In a recent study examining the rate of eGFR decline in patients undergoing cardiac catheterization, James et al. [14 ] demonstrated that the rate of decline in eGFR was 1.0 ml/min/1.73 m2 per year after mild AKI and 2.8 ml/min/1.73 m2 per year after moderate or severe AKI (compared with 0.1 ml/min/1.73 m2 per year in those without AKI). Although these rates were adjusted for age (along with proteinuria and comorbidities), it is unclear whether older age was associated with a more rapid decline of eGFR, as would be hypothesized based on data from experimental animals.
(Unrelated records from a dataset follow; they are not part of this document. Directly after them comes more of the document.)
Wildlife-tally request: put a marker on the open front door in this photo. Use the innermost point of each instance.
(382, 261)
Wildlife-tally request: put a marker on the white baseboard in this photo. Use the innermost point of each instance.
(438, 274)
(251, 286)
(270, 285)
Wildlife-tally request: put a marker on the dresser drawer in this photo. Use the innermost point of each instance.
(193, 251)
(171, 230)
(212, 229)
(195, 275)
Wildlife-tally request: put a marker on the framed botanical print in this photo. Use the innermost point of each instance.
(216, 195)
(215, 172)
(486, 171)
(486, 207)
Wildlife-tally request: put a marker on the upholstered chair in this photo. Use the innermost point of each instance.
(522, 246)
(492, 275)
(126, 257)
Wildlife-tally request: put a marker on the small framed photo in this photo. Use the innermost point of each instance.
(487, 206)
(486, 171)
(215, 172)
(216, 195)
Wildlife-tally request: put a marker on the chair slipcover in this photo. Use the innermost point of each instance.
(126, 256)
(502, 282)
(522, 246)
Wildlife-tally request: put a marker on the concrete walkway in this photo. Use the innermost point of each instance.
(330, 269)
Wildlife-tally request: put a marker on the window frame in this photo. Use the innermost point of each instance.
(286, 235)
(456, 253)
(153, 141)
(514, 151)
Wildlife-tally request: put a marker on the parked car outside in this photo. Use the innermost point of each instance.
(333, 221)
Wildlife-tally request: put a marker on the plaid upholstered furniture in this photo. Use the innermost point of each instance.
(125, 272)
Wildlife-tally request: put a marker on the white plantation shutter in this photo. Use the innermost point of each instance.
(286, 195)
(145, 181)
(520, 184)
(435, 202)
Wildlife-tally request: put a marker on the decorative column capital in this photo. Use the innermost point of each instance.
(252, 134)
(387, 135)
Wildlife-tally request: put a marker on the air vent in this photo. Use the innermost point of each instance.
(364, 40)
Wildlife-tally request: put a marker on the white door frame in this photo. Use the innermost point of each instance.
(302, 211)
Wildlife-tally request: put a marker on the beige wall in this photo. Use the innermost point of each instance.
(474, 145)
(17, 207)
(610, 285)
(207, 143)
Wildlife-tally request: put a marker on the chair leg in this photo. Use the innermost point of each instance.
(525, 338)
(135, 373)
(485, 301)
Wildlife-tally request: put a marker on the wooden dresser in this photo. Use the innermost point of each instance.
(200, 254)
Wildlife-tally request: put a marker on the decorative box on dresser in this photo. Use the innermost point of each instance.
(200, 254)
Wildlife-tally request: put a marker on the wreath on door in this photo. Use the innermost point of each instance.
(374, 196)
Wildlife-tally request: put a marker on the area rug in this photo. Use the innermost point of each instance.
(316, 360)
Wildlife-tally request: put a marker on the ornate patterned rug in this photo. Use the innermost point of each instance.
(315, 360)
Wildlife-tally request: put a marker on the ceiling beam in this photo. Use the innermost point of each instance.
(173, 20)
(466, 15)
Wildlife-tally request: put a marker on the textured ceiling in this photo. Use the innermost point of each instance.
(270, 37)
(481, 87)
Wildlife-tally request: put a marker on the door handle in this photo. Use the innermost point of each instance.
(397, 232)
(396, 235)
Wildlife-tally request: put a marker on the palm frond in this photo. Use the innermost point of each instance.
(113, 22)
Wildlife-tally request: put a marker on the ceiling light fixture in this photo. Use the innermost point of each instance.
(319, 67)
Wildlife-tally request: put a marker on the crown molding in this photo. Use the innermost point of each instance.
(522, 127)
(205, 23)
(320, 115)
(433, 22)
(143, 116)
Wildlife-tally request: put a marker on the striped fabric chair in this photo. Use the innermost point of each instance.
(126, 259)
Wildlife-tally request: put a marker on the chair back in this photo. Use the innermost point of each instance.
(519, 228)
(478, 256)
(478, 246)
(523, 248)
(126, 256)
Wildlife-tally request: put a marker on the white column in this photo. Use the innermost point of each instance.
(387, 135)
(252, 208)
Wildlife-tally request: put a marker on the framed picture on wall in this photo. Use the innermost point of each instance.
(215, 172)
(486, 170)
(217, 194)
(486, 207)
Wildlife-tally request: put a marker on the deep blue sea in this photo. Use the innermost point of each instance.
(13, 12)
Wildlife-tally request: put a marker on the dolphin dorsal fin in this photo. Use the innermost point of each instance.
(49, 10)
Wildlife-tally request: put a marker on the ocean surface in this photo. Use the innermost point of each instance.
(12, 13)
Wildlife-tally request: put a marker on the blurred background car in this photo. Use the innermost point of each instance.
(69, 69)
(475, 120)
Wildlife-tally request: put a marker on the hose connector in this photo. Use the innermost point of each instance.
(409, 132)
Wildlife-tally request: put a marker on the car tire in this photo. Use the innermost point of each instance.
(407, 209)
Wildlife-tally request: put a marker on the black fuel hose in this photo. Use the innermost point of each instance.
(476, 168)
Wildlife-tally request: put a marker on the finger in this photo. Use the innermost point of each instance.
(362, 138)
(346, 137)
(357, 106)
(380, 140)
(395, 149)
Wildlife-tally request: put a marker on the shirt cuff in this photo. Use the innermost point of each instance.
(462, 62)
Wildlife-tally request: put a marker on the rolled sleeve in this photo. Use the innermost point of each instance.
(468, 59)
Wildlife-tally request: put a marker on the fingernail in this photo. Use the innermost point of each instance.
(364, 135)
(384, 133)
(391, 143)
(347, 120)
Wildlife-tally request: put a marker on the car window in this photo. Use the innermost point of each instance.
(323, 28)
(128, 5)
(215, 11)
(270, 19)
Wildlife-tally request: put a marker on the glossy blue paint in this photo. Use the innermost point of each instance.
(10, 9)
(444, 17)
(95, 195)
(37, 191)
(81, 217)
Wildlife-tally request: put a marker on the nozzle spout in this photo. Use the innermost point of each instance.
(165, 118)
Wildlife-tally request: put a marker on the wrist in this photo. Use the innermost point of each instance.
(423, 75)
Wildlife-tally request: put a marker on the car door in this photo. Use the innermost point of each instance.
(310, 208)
Factors that clearly modify the effects of the relationship between AKI and progressive CKD are level of baseline renal function and degree of proteinuria . The risk for progressive CKD attributable to AKI attenuates with lower levels of baseline eGFR and higher levels of proteinuria.
With regard to public health, approximately 40 million people in the US are aged ≧65 in 2010. Since the incidence of AKI in this elderly population is approximately 3,000 per 100,000 person-years  and 75% will survive to discharge after AKI, and the incidence of stage 4 or worse CKD after AKI is approximately 120 per 1,000 person-years [estimated from Kaplan-Meier curve in figure 3 of reference 29] then approximately 100,000 elderly persons per year in the United States are developing new CKD after an episode of AKI. Clearly, the challenges for the nephrology community are to find strategies to either prevent AKI or prevent the transition from AKI to CKD. Until these strategies are developed and proven to be effective, CKD and ESRD after AKI in elderly patients represent a substantial public health burden.
In summary, elderly patients with eGFR 45–59 ml/min/1.73 m2 are at higher risk for AKI compared with their counterparts with eGFR >60 ml/min/1.73 m2. This is a similar relationship to that seen in younger patients, although effect size appears smaller. As the incidence of AKI has been increasing over the past several years , the proportion of elderly patients surviving after AKI has also been increasing [31,32,33]. Since AKI heightens the risk for the development and acceleration of CKD, this implies significant public health concerns with regard to the absolute number of elderly persons developing incident CKD.
S.C. and C.-y.H. are members of the ASsess, Serial Evaluation, and Subsequent Sequelae in Acute Kidney Injury (ASSESS-AKI) consortium and have been supported by the NIH (U01 DK82223, K23DK080132). S.C. has also been supported by the Hartford Foundation Center of Excellence in Aging at Yale Subspecialty Scholar Award, and by the American Society of Nephrology-ASP Junior Development Award in Geriatric Nephrology.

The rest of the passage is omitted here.